With two paralysis ticks, Indy was in a dangerous place and Mr Monteath knew he had to act straight away.
"I rang the vet and they said I needed $500 cash to start with, but it could cost up to $1200," he said.
"I'm unemployed - there's no way I could afford that."
Gutted, Mr Monteath phoned Happy Paws to see if someone there had any suggestions. They did.
"They put us in contact with Carole Bryant - a naturopath," Mr Monteath said.
"She said there were no guarantees her treatment would work, and it depended on how much work I did, but she gave me some drops and vitamin C powder and a bit of saline and all up it cost me $36."
A few days of treatment and Indy was back on her feet, back to her normal, happy self.
"It was amazing. I just wanted to tell everyone about it," Mr Monteath said.
"People should know there are other options if you can't afford the vet."

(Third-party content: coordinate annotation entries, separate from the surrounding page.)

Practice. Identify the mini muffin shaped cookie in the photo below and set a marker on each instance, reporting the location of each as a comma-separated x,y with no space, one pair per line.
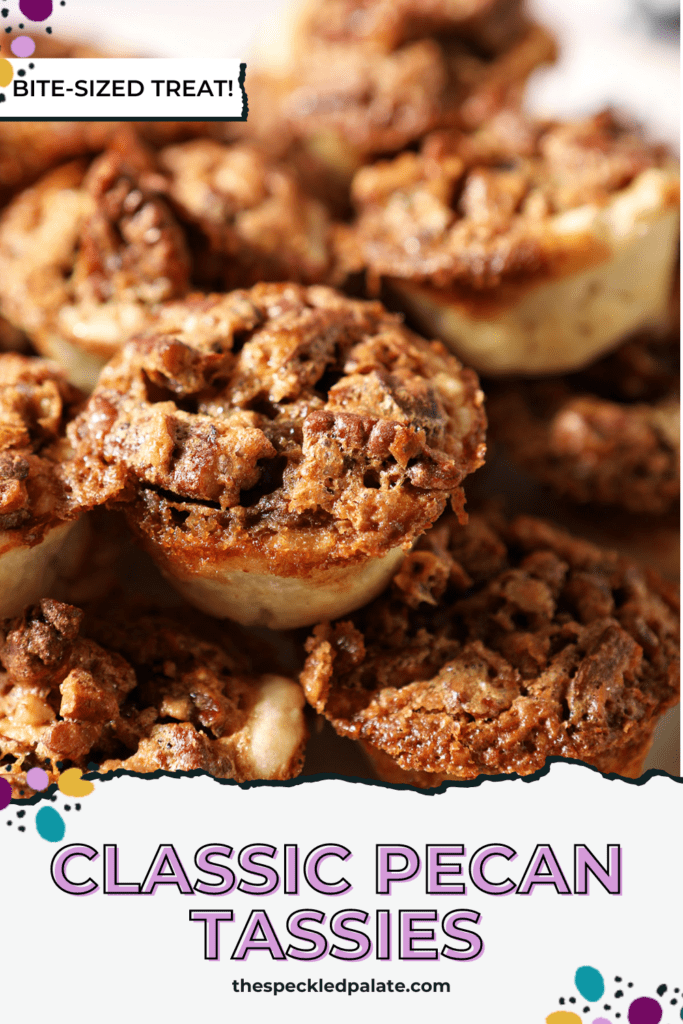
609,434
488,25
140,691
529,247
278,450
254,220
39,535
90,253
351,100
497,646
87,254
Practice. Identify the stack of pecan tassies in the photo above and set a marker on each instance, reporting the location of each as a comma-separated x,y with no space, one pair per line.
268,354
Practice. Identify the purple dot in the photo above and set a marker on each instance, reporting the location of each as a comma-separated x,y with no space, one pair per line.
23,46
5,793
37,778
644,1011
36,10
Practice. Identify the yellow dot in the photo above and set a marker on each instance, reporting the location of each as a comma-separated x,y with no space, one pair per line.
72,784
6,72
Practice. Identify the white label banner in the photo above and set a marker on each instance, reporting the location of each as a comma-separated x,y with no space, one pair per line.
333,900
126,88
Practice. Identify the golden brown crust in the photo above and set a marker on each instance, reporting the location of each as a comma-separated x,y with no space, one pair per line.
290,426
36,404
381,102
474,214
141,689
609,434
498,646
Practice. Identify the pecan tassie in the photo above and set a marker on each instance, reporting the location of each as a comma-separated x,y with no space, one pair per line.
36,404
609,434
529,247
349,102
140,691
255,222
41,532
288,424
501,644
476,212
488,25
89,253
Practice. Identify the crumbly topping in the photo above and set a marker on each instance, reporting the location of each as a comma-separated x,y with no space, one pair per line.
483,210
489,25
498,646
141,689
257,221
290,423
89,254
36,404
609,434
381,102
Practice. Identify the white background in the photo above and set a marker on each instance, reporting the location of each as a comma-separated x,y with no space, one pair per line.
126,957
116,958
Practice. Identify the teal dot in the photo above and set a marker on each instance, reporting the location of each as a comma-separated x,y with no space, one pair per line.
50,824
590,983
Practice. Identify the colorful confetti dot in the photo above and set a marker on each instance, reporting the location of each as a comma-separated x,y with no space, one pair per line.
37,779
23,46
50,824
6,72
5,793
644,1011
590,983
72,784
36,10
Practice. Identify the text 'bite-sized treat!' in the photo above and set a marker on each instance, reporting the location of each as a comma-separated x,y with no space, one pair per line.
278,450
40,537
529,247
498,645
141,691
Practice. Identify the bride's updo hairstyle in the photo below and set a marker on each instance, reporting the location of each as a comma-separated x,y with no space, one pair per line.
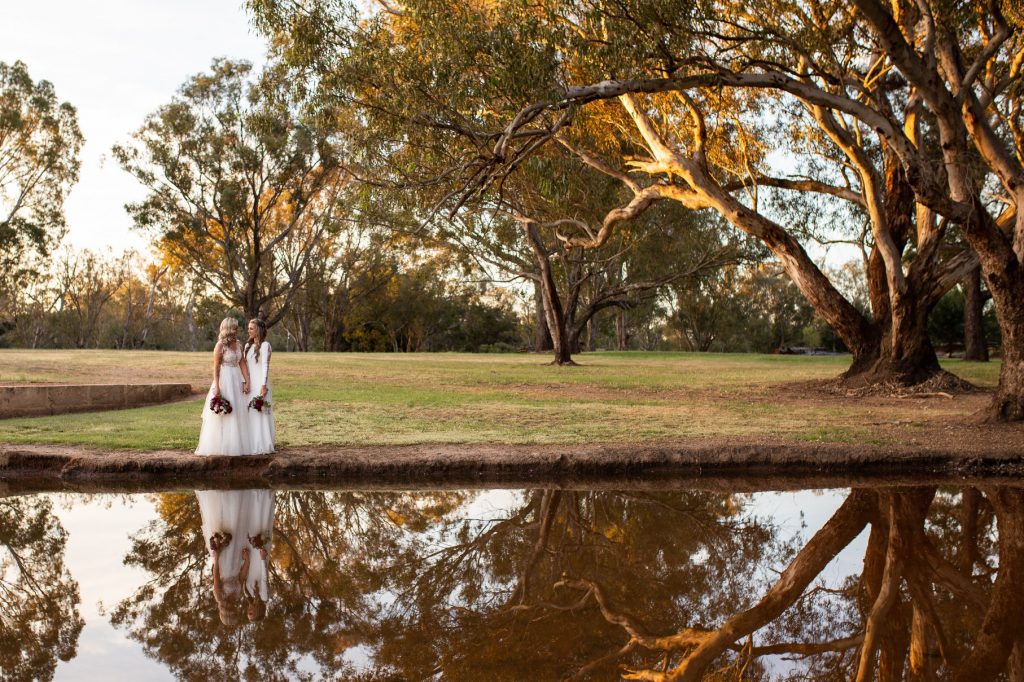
228,331
256,341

Ms Bryant said she did not claim to be a vet, or a guaranteed healer, but knew her treatments could help through personal experience. "The ideal situation is to take the animal to the vet in the first instance, but if they can't afford that, this is better than doing nothing," she said.
"I am confident in it and I know it works, but it's not straightforward and you do have to put work into it.
"I do it with my animals and have seen its success."
Ms Bryant said the vitamin C worked as a detoxifier and with the other homeopathic remedies it could help fight the effects of paralysis ticks.
Dr Laura Piddington, of Yamba Veterinarian Clinic, said despite success with some natural remedies, a vet should be your first port of call if your animal has a paralysis tick.
"Paralysis ticks can be so unpredictable so if you notice changes, the best thing to do is contact your vet."